La logica dell'escalation
di Andrea Zhok - 29/05/2024
https://www.ariannaeditrice.it/articoli/la-logica-dell-escalation
Fonte: Andrea Zhok
C’è una notizia, dalle implicazioni potenzialmente
devastanti, che è stata sostanzialmente trascurata nel dibattito
pubblico degli ultimi giorni. Il 24 maggio missili di provenienza ignota
(o quantomeno dichiarata ignota) hanno colpito il sistema radar russo
Voronezh, presso Armavir, nella regione di Krasnodar, tra Mar Nero e Mar
Caspio.
Si tratta di uno dei dieci radar ad alta frequenza che hanno
la specifica funzione di indentificare attacchi nucleari strategici a
lunga distanza.
Sono impianti colossali, estremamente sensibili ed
estremamente costosi, e fanno parte dell’apparato russo per la
deterrenza nucleare.
Secondo il documento emanato nel giugno del 2020
(riprendo il riferimento da un ottimo articolo di Clara Statello) dal
titolo “Principi fondamentali di politica statale della Federazione
russa sulla deterrenza nucleare” (riferimento nei commenti) la Russia
definisce in modo molto chiaro le condizioni sotto cui una risposta
nucleare strategica può essere possibile; all’articolo 19 troviamo
scritto:
“Le condizioni che specificano la possibilità dell'uso di armi nucleari da parte della Federazione Russa sono le seguenti:
a) arrivo di dati attendibili sul lancio di missili balistici contro il territorio della Federazione Russa e/o dei suoi alleati;
b)
utilizzo di armi nucleari o altri tipi di armi di distruzione di massa
da parte di un avversario contro la Federazione Russa e/o i suoi
alleati;
c) ATTACCO DA PARTE DELL'AVVERSARIO CONTRO SITI GOVERNATIVI O
MILITARI CRITICI DELLA FEDERAZIONE RUSSA, LA CUI INTERRUZIONE
COMPROMETTEREBBE LE AZIONI DI RISPOSTA DELLE FORZE NUCLEARI;
d) aggressione contro la Federazione Russa con l'uso di armi convenzionali quando è in pericolo l'esistenza stessa dello Stato.”
Il comma c) corrisponde precisamente a quanto appena avvenuto, cioè all’attacco al radar di Armavir.
È
importante comprendere che tale attacco non dovrebbe avere alcun
significato militare per il conflitto russo-ucraino, quantomeno non SE
esso dovesse svolgersi davvero con scambi limitati ai territori russo e
ucraino.

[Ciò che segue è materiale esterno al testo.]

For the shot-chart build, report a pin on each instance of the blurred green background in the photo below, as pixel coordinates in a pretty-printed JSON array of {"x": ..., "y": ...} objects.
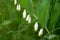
[{"x": 14, "y": 27}]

Il territorio ucraino è ampiamente sorvegliato da altri sistemi
a corto raggio. Potrebbe avere invece qualche rilevanza se ci fosse un
attacco alla Crimea con missili a lunga gittata da paesi Nato, perché un
danno del genere limita la precocità di rilevamento del sistema
difensivo russo nell’area meridionale della federazione (quella in cui,
per inciso, sono stazionati i sommergibili nucleari americani).
Ora, ciò che a mio avviso merita qualche riflessione è la Logica dell’Escalation.
È
chiaro, ed è stato pubblicamente esplicitato dall’ex capo dell’Agenzia
spaziale russa Roscosmos, che un attacco del genere può essere stato
effettuato soltanto con i più avanzati sistemi di puntamento e
missilistici della Nato.
La vera domanda ora è: qual è il significato di un simile attacco?
Temo
che la risposta sia tanto semplice quanto preoccupante. La dirigenza
Nato sa ovviamente di aver superato una linea rossa esplicitamente
definita come potenziale causa di una risposta nucleare. Sa anche che,
nonostante la pubblicistica sulla pazzia di Putin, il presidente russo è
estremamente equilibrato e razionale, e che non vuole affatto avviare
un conflitto nucleare da cui tutti – Russia inclusa - uscirebbero
gravemente danneggiati, se non estinti.
Il calcolo Nato è perciò probabilmente esprimibile nei seguenti termini:
“Noi
superiamo una linea rossa e mostriamo di sapere che l’avversario non
risponderà in forma nucleare; così facendo dimostriamo l’illusorietà
delle sue minacce di deterrenza nucleare e ne miniamo la credibilità.
Inoltre lo spingiamo a qualche ‘fallo di reazione’ sull’Ucraina, che può
screditarlo ulteriormente.”
Questo calcolo potrebbe essere corretto.
Tuttavia qui siamo di fronte ad un gioco sottile e pericolosissimo di aspettative reciproche.
La
ragione per cui un attacco al sistema di rilevazione delle minacce
nucleari strategiche è equiparato, nella rosa delle risposte possibili,
ad un attacco nucleare è che una volta accecato il sistema radar in
un’area, questa diviene vulnerabile ad attacchi nucleari incapacitanti
(la dottrina del "Preemptive Strike” è studiata dagli anni ’70), cioè
attacchi che paralizzano la capacità di risposta nucleare del paese
colpito.
Ora, di fronte ad un punto cieco, ad una riduzione
significativa della capacità di rilevare minacce missilistiche a lungo
raggio e la loro natura, l’eventualità che un attacco convenzionale
venga interpretato come un “Preemptive Strike” crescono
esponenzialmente. Il nemico forte può dosare con precisione le sue
risposte, il nemico indebolito può perdere questa capacità e predisporsi
ad una risposta allo scenario peggiore.
A tutto ciò si deve
aggiungere un’altra ambiguità creata dalle definizioni correnti intorno
alla natura delle armi utilizzabili. Le cosiddette “armi nucleari
tattiche” sono considerate parte dell’arsenale ordinario e dunque,
formalmente, un loro utilizzo non significherebbe l’avvio di una “guerra
nucleare”. Ma di fatto non è possibile valutare precisamente, tantomeno
nei tempi rapidi di decisione che si affaccerebbero, se un’arma
nucleare sia da considerare tattica o strategica, se il suo potenziale è
da considerarsi “limitato” o meno. Questa situazione crea un
pericolosissimo “scivolo” che può condurre dal timore per un attacco
strategico ad una risposta nucleare tattica a titolo di deterrenza,
innescando in breve un conflitto illimitato, anche se nessuno lo vuole.